# Developing an API Wrapper for Spanish Electricity Market Data

<br>

### Imports

In [1]:
import pandas as pd
import numpy as np

import matplotlib.pyplot as plt
import seaborn as sns

import requests
from bs4 import BeautifulSoup

import inspect
import warnings
import operator
import itertools
from functools import reduce

<br>

### Retrieving API Documentation

We can check out details on the API through direct scraping of its documentation webpage

In [3]:
RED_documentation_url = 'https://www.ree.es/en/apidatos'

r = requests.get(RED_documentation_url)

r

<Response [200]>

<br>

The majority of the useful information is contained within tables in the HTML which we'll extract

In [4]:
documentation_tables = pd.read_html(r.content)

len(documentation_tables)

8

<br>

The first table we'll look into contains the combinations of categories and widgets that can be queried 

In [5]:
df_category_widgets = (documentation_tables
                       [4]
                       .drop(columns='lang')
                       .dropna(how='all')
                       .ffill()
                       .reset_index(drop=True)
                      )

category_widget_combos = df_category_widgets.apply(lambda s: tuple(s.tolist()), axis=1).tolist()

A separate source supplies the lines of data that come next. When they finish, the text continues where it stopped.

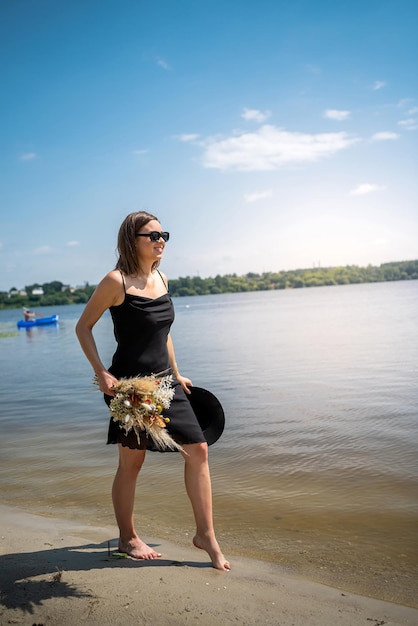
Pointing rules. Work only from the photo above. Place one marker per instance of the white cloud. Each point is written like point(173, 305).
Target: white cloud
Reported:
point(44, 250)
point(258, 195)
point(270, 148)
point(365, 188)
point(384, 135)
point(163, 63)
point(28, 156)
point(405, 102)
point(410, 124)
point(255, 115)
point(336, 114)
point(378, 84)
point(187, 137)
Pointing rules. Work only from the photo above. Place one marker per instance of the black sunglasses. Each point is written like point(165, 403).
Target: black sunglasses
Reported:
point(154, 235)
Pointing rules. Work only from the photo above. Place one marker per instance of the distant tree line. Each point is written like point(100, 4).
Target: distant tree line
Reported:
point(56, 293)
point(294, 279)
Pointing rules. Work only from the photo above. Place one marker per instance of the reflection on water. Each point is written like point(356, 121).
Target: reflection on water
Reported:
point(317, 467)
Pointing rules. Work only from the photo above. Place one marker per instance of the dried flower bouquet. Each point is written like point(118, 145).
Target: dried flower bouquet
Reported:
point(138, 404)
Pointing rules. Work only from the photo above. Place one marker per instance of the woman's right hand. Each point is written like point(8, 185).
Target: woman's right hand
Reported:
point(106, 381)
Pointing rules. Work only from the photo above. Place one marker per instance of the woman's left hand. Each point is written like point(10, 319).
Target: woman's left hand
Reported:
point(184, 382)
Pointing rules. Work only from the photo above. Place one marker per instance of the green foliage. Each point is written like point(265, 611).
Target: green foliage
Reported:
point(55, 293)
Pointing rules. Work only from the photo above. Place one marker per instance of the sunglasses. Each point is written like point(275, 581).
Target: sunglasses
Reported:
point(154, 235)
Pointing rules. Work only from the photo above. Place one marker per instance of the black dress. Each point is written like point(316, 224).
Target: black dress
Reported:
point(141, 327)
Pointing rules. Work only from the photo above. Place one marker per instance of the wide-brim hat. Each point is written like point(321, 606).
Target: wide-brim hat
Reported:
point(209, 413)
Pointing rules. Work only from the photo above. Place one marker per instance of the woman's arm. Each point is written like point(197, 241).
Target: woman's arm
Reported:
point(107, 294)
point(184, 382)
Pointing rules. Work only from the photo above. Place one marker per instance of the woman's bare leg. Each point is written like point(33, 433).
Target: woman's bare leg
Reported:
point(199, 490)
point(123, 494)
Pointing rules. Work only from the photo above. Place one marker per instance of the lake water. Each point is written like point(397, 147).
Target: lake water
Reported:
point(317, 469)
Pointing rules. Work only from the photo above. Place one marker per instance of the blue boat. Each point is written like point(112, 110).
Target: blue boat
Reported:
point(38, 321)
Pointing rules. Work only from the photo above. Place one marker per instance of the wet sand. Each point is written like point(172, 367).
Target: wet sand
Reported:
point(55, 571)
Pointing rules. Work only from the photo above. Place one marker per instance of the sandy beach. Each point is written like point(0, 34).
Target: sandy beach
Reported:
point(54, 571)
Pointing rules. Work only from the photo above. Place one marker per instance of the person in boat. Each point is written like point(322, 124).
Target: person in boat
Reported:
point(136, 293)
point(29, 315)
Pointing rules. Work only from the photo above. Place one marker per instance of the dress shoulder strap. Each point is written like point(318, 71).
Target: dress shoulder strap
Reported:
point(165, 285)
point(123, 282)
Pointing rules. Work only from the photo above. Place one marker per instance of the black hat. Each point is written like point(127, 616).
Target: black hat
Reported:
point(209, 413)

category_widget_combos[:5]

[['balance', 'balance-electrico'],
 ['demanda', 'evolucion'],
 ['demanda', 'variacion-componentes'],
 ['demanda', 'variacion-componentes-movil'],
 ['demanda', 'ire-general']]

<br>

We can also extract information about what parameters are allowed and which must be specified

In [14]:
df_params = documentation_tables[5]

s_optional_params = df_params['Description'].str.contains('(Optional)')

required_params = df_params.loc[~s_optional_params, 'Param'].tolist()
optional_params = df_params.loc[s_optional_params, 'Param'].tolist()

print(f"Required parameters: {', '.join(required_params)}")
print(f"Optional parameters: {', '.join(optional_params)}")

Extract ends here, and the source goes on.